Users outfox Washington Office by opposing lobbying messages
The Layman Online, February 18, 2003
Some Presbyterians have begun using the Washington Office’s high-tech Web site to lobby against the political views of the Presbyterian Church (USA).
The backfire has caused consternation in the Washington Office, where the lobbying agency’s executive director intercepted a message to members of Congress and called the letter-writer to defend her agency.
The Washington Office purchased for its Web site a lobbying tool called CapWiz, which allows users to send e-letters to President George W. Bush and members of Congress on such issues as possible military intervention in Iraq.
The Washington Office installed the service hoping that Presbyterians would flood Congress with letters that repeat the agency’s left-leaning political views. All a user would have to do is fill in his name, address, e-mail and zip code.
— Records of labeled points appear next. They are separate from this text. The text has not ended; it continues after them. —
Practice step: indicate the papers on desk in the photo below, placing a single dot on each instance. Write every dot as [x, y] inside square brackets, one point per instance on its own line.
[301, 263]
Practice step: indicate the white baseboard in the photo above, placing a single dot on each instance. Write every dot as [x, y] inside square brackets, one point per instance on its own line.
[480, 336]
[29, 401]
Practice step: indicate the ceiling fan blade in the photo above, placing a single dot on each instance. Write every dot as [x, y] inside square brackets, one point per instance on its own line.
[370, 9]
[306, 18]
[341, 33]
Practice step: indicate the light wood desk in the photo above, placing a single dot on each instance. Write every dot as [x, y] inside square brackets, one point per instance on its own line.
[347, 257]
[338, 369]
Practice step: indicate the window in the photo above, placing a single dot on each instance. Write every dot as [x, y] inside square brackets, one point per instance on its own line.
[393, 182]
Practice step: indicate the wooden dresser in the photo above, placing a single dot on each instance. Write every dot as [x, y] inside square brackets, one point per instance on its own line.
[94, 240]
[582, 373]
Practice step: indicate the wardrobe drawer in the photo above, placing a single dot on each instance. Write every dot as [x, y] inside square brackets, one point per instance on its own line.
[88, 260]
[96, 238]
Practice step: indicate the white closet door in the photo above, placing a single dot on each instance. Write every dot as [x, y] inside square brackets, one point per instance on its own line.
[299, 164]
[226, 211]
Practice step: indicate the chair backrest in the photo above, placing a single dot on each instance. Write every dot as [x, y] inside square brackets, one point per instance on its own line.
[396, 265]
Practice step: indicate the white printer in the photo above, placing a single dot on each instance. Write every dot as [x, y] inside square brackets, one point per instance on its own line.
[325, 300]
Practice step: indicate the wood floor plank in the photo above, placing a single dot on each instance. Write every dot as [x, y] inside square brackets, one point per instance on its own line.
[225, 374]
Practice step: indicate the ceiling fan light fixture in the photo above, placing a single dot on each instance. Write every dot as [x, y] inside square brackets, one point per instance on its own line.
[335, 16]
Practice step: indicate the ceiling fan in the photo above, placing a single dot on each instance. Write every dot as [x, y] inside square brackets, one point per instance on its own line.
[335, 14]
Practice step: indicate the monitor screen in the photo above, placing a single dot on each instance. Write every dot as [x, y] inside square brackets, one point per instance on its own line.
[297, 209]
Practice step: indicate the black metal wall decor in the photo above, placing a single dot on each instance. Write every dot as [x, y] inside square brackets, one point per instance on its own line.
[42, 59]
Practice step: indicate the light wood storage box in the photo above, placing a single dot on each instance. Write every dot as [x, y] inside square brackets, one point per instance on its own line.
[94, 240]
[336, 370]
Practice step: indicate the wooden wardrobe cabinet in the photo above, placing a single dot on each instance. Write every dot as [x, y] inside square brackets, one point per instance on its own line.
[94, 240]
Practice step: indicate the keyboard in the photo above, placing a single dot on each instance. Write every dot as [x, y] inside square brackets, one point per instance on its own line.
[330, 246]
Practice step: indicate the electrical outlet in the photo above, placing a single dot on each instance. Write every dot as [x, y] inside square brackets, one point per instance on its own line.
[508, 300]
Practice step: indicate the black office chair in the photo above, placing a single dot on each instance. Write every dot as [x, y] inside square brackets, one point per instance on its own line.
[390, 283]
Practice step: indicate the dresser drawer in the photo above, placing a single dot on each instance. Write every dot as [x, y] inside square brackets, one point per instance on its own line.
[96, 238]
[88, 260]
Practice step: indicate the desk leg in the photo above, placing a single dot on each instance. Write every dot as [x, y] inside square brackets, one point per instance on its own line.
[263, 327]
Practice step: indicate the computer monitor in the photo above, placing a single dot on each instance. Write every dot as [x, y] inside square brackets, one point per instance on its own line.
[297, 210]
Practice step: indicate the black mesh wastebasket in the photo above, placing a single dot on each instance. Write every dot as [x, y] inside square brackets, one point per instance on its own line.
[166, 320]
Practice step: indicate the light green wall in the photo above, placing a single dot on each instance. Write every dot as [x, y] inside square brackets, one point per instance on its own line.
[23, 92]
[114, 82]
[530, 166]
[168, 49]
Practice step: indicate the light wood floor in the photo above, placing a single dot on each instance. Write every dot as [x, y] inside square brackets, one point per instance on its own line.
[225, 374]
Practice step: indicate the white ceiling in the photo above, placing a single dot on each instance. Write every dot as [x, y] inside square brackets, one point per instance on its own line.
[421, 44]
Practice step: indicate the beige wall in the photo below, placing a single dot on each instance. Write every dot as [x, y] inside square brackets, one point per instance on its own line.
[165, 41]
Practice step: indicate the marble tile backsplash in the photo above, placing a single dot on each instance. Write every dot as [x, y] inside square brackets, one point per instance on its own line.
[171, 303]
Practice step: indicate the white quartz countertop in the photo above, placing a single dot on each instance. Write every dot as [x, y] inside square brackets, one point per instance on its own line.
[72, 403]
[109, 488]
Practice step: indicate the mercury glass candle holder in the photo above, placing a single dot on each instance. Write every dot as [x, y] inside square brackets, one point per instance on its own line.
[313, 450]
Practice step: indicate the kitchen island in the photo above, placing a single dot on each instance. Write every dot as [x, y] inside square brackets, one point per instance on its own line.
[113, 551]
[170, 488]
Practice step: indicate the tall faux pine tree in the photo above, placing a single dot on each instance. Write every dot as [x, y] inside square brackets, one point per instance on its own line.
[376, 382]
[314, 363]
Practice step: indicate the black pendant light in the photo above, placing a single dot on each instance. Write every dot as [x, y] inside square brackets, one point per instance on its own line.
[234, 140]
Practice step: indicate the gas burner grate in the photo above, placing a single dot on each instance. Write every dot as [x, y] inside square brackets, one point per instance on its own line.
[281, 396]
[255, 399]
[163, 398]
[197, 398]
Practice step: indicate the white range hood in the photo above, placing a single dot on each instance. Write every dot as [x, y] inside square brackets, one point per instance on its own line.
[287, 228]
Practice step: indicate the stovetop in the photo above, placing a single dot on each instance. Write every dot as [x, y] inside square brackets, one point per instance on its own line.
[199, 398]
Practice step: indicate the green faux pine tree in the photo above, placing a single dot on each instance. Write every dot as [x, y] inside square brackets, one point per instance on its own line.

The zip code selects the names of the user’s U.S. senators and representative.
But not everybody is dutifully sending the prescribed letters. The Layman Online has received notice from two writers who composed their own letters that were contrary to the Washington Office’s views.
The following is one such letter (the writer asked not to be identified).
- You may be contacted from time to time from the Washington Office of the Presbyterian Church (U.S.A.), who lobby for the denomination.
- It is of great concern to many Presbyterians that the PCUSA Washington Office does not at all speak for our concerns. Instead, the office seems quite captive to a marriage of liberal theology and liberal politics, which do not necessarily go together.
- The office is not being deceptive, but they may leave the impression that Presbyterians are lined up in massive support of their office. Just the opposite is true: In most cases, the direction the Washington Office of the PCUSA advocates is usually just the opposite of the viewpoint of the majority of Presbyterians, although it may ostensibly be the policy pressed through some agency.
- In other words: When you receive something from the Washington Office of the PCUSA, nearly always the majority of Presbyterians are actually on the OTHER side of the issue. Just thought I’d warn you!
Eleanor Ivory Giddings, the director of the Washington Office, read the letter and contacted the writer by phone to defend her agency.
Thus, the letter writer said he learned “that a third party was reading private communications between a citizen and his representatives. There was no warning, so I got on her case and forced her to put the warning that’s now on the letter template, so that people writing Congress now will know that the Washington Office can and will read their letters.”
After that conversation, users are now warned that members of the Washington Office staff may take a peek at what you wrote. This warning has been added to the site: “Your e-mail messages to Congress are stored in a system that PCUSA Washington Office associates have access to, and from time to time your letters to Congress may be read by us, as we gauge public interest in our E-Serve system.”
Jim Kettlewell of Canton, Ohio, also outfoxed the Washington Office’s Internet CapWiz system. Kettlewell shunned the Washington Office’s letters and sent the following to his congressional representatives (along with a copy to The Layman Online):
- Please pay no attention to messages from Presbyterian Church officials who have no understanding of the threats posed by Iraq.
- The leaders of my denomination who are promoting extreme pacifism are an embarrassment to me, and I urge you to have the resolve to support our president and the overwhelming majority of our allies who stand with us against the threat Iraq poses.
- I support the use of the military forces of the US and its allies in eliminating the Iraqi threats to US security and the security of all peace-loving nations.